İbadet hukukunda ise suyun bir vücut organına isabet etmesidir. Başın
meshedilmesindeki farz oranı alın miktarıdır. Bu miktar ise başın dörtte biridir.
Meshederken üç veya daha fazla parmağı kullanmak gerekir. İki parmakla yapılan mesh
caiz değildir. Başa giyilen sarık veya takke üzerine meshetmek geçerli değildir.
Kadınlar da baş örtüleri üzerine meshedemezler.
4- Ayakları Yıkamak
Sağlam ve çıplak ayakları topuklarıyla birlikte bir defa
yıkamak farzdır. Yaralı veya mestle örtülü ayakları yıkamaya gerek olmayıp sadece
meshetmek yeterlidir. Maide Süresi 6. ayette geçen topuk topuk= ka'b, ayağın iki
tarafından inak kemiğine bitişik kemiktir.
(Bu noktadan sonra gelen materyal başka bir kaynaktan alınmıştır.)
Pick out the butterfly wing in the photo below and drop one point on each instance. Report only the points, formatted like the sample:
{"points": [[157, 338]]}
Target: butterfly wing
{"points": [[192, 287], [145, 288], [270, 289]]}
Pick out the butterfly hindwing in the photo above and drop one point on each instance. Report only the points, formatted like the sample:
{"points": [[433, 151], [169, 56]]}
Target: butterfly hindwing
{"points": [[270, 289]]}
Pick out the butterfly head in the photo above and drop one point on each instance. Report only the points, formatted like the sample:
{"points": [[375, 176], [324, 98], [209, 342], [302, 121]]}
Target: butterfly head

Rasulullah (s.a.s.): "Vay ateşten o
topukların haline... " (Buhari, İlim 30; Vudü', 27,29; Müslim, Tahare, 25-28,30;
Ebû Davud, Tahare, 46) buyurduğu ve ayakların tamamen yıkanmasını emrettiği
bilinmektedir. Bir kimsenin ayağında yarık varsa ve o yarığa su sızdırmayan bir
ilaç sürülmüşse, o kimse ayağını yıkadığı zaman, su yarığın altına
geçmezse bu durumda su, ayağa zarar verecekse abdest yerine getirilmiş sayılır ve bu
caizdir. Ancak su zarar vermiyorsa abdest tam olarak alınmış sayılmaz. Dolayısıyla
zarar vermediği takdirde yarıklara su ulaşacak şekilde yıkamak gereklidir.